Two assumptions made by k-means are
- Clusters are spatially grouped—or "spherical"
- Clusters are of a similar size
Imagine manually identifying clusters on a scatterplot. You’d take your pen and circle distinct groups. That’s similar to how k-means operates. It identifies spherical clusters.
The assumption about similar-sized clusters is less intuitive. We’d have no problem manually identifying small, isolated, distinct clusters in a dataset. However, the optimization approach used by k-means—effectively minimizing the distance between all the points in each cluster—can lead it astray.
k-means lacks any judgement. When its simple rules fail it has no ability to reflect on the trade-offs.
Let’s see examples of k-means breaking spectacularly when we deviate from these assumptions.
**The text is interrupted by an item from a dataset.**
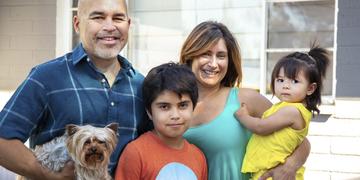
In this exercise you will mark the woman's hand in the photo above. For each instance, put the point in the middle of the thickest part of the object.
(280, 172)
(67, 173)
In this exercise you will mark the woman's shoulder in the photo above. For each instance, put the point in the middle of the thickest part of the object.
(248, 93)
Examine the following scatter plot.
Two clusters, right? Easy. One small ring surrounded by a larger ring. Clear separation between them.
However, only ring is a spherical cluster—the inner one. If you drew a circle around the outer cluster/ring it would have to encompass the inner one. How will k-means handle this violation of one if its core assumptions?
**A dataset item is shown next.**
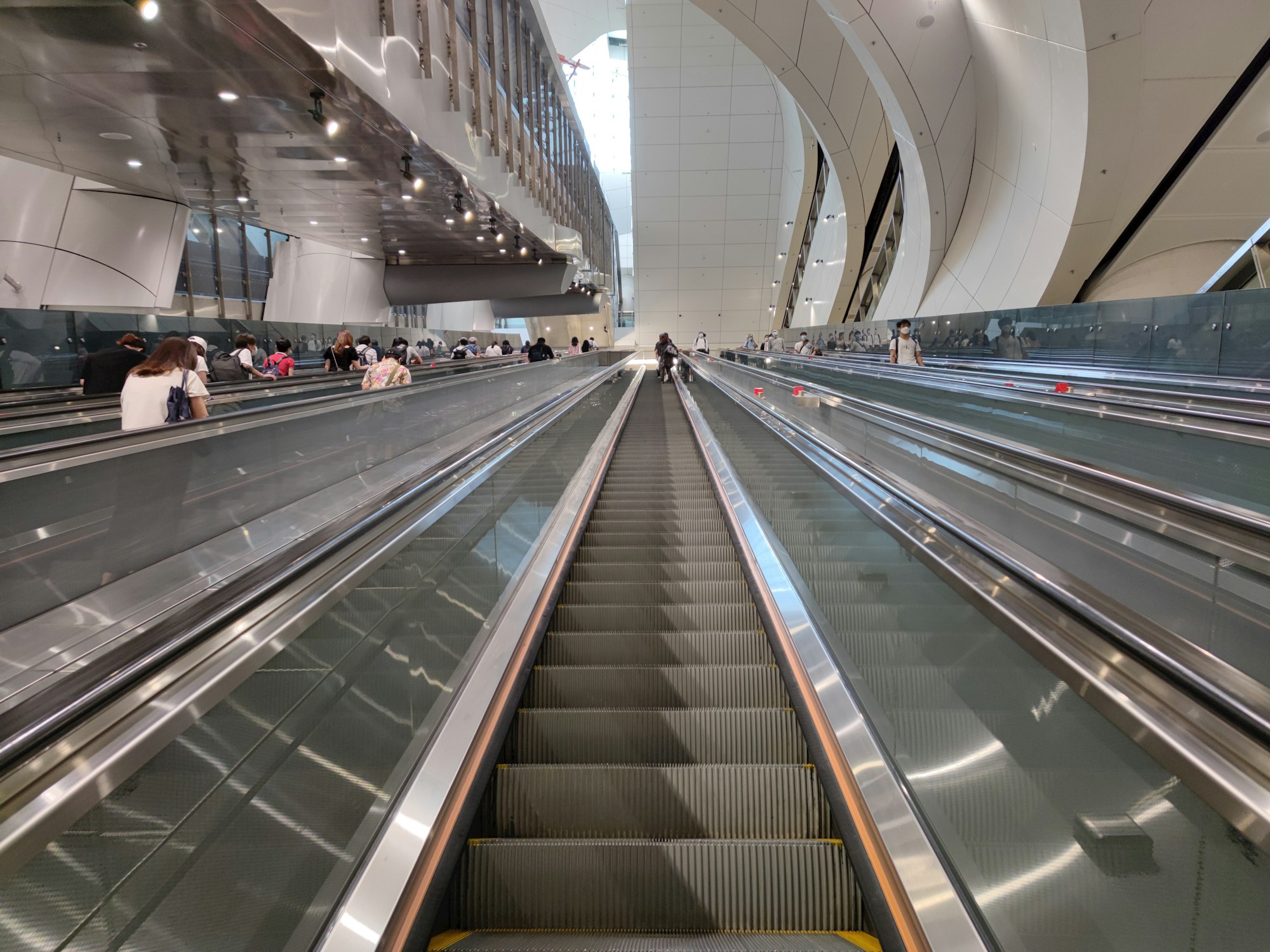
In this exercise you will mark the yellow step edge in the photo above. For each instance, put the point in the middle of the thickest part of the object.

We know there are two clusters so we’ll help by telling it that’s how many we’d like identified. Here’s what it finds.
However, we can help the algorithm out. If we understand our domain—and we do in this simple case—we can transform the data into a form that adheres to the aforementioned assumptions.
As we are dealing with circles, if we transform our Cartesian (x vs y) coordinates to polar (arc vs radius) coordinates, we end up with two distinct rectangular clusters. They have the same arc range, but are partitioned by their radii.
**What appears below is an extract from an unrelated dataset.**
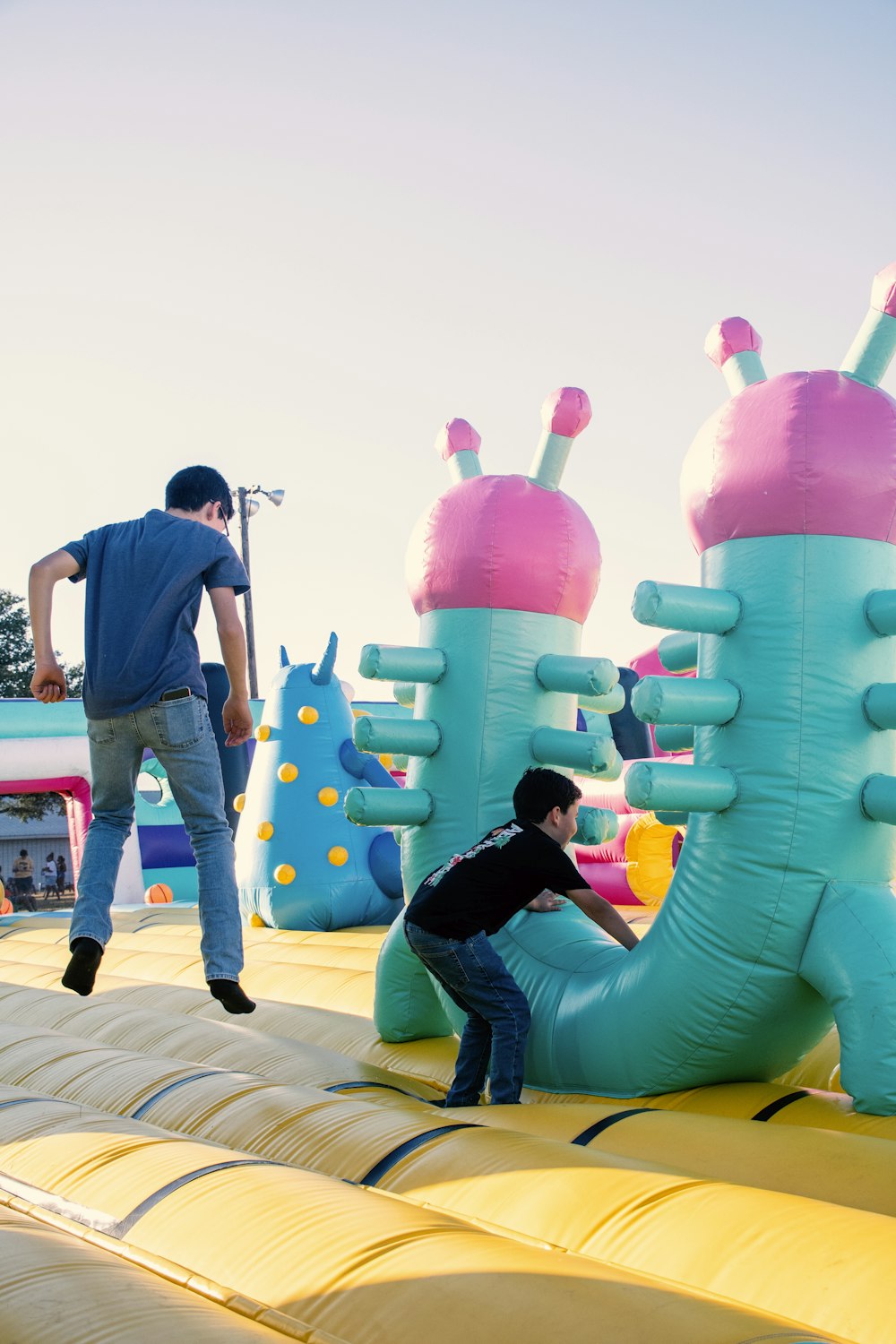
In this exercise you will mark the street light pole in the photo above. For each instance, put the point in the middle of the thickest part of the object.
(247, 505)
(247, 596)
Running k-means on the transformed dataset gives us the following two clusters—displayed using the original Cartesian coordinates.
Perfect. The job of the data scientist is often to set the ball up so that the techniques can hit the back of the net.
Consider the following dataset.
Again, there are two obvious clusters. One small, tightly grouped cluster and another, larger, more dispersed cluster. These are spatially grouped, so no problem on that front.
Let’s use k-means to identify our two clusters.
Hmmm. Not good. What happened here?
k-means tries to produce "tight" clusters. In attempting to minimize the intra-cluster distances between the points in the large cluster it’s "overdone" things and produced two clusters that have similar intra-cluster distances. However, it’s clear that this is a terrible solution for our dataset.
Sadly, we can’t treat machine learning as a black box into which we shovel coal and expect diamonds at the other end. We need to understand the implicit and explicit assumptions in the tools we use and consider how they will impact our results.
k-means clustering is powerful. But it’s blind. And, occasionally, it can make spectacular mistakes. The same is true for all other machine learning methods. Use with caution.
There’s no substitute for being intimately familiar with your data. That’s why the best data science is performed by those who have, or have access to, domain expertise.